Frantz Omar Fanon was born in 1925 in Martinique, a French Caribbean island that was and remains an overseas department of France. Means its inhabitants are legally French citizens while living inside the colonial structure of a society organized around race and European cultural supremacy. He grew up speaking French, educated in French schools, taught to love Molière and Voltaire, shaped by a culture that presented France and its civilization as the universal measure of the human. He was, in the language he would later analyze with devastating precision, a colonial subject who had internalized the colonizer's world as his own.
At seventeen, he left Martinique to fight for Free France in World War II, the France that had been conquered by Nazi Germany and needed its colonial subjects' bodies to liberate itself. He fought in Europe, was wounded, was decorated. He returned to Martinique briefly, then left for Lyon to study medicine and psychiatry. In France, for the first time, he was not a French citizen who happened to be from the Antilles. He was Black. The encounter with French racism, not the subtle colonial racism of Martinique. Operated through hierarchies of culture and language, but the raw visual racism of metropolitan France, in which a Black man on a Paris street was simply Black, period, became the experiential nucleus of his first book.
Black Skin, White Masks (Peau noire, masques blancs) was published in 1952, when Fanon was twenty-seven. As the SEP notes, it displays remarkable intellectual range for a young book: psychoanalysis (Freud, Lacan, Adler), existentialism (Sartre, Merleau-Ponty), phenomenology, Hegelian dialectics, and the Négritude movement (Aimé Césaire, Léopold Senghor) are all present, and all are being transformed rather than merely applied. The book is not a dissertation. It reads partly like philosophy, partly like autobiography, partly like a clinical case study, and partly like a howl of lucid anguish.
In 1953, Fanon was appointed chief of psychiatry at the Blida-Joinville Hospital in Algeria, the same year the Algerian War of Independence against French colonialism began. He joined the FLN (National Liberation Front), eventually resigned his hospital post in a letter of extraordinary dignity addressed to the French resident-minister, and spent the rest of his short life as a revolutionary and intellectual in the service of Algerian and, more broadly, African decolonization. He died of leukemia in December 1961, aged thirty-six, just weeks after the publication of The Wretched of the Earth (Les damnés de la terre), the book he had dictated in a desperate race against his illness, knowing he would not survive to see Algerian independence.
The biographical condensation matters for the philosophy in a specific way.
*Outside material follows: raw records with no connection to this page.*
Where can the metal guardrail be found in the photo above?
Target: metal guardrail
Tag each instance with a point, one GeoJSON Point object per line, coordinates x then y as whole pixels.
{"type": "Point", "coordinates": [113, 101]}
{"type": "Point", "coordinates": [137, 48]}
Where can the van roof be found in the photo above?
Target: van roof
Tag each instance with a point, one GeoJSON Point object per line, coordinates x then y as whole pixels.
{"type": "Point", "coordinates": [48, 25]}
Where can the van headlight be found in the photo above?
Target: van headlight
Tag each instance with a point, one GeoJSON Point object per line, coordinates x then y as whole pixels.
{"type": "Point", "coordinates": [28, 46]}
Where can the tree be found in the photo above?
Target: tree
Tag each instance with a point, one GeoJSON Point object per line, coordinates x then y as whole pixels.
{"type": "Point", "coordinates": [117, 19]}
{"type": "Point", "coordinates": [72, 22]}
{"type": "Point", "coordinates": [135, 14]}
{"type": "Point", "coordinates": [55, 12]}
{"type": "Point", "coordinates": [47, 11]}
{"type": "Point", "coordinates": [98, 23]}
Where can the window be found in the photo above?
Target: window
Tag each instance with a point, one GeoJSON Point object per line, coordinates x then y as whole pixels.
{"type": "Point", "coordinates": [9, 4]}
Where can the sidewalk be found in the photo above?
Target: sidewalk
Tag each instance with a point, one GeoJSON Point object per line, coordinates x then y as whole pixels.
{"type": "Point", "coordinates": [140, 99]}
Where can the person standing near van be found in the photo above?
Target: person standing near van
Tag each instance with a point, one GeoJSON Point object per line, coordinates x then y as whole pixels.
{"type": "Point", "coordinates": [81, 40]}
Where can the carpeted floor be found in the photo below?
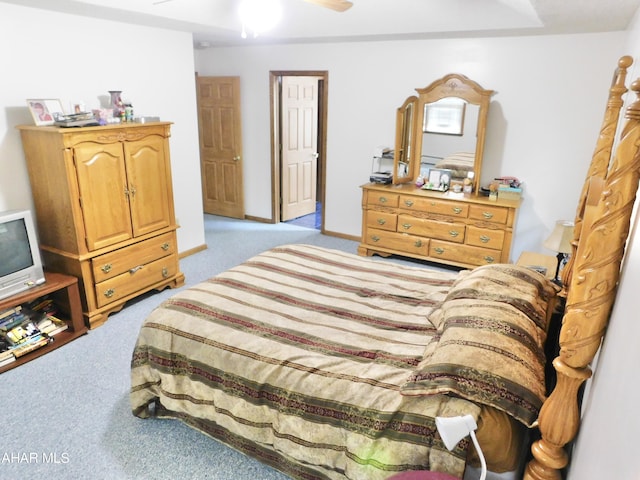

Fanon is not a detached academic theorizing colonialism from a comfortable distance. He is a colonial subject who became a psychiatrist treating both the psychological casualties of colonialism and the psychological casualties of the war against it, who became a revolutionary participant in that war, who was thinking at the intersection of psychoanalytic practice, phenomenological philosophy, and live revolutionary commitment. His concepts are not invented in a library. They are forged in a hospital ward in wartime Algeria, in diplomatic missions across sub-Saharan Africa, and in the profound personal experience of being a Black man in a world that had decided what Black meant before he arrived.
Quick reflection
Fanon grew up French — speaking French, educated in French literature, shaped by French republican values — and then discovered in France itself that he was not French but Black, and that this epidermal fact overrode everything else about him. Think about a category of identity — national, cultural, linguistic, professional — that you understand as genuinely yours, something you earned or built through real engagement. Now try to imagine discovering that for a significant part of the world, this identity is invisible or irrelevant, and what people see when they encounter you is something else entirely, something you did not choose and cannot remove. What would that do to your relationship to the identity you thought was yours?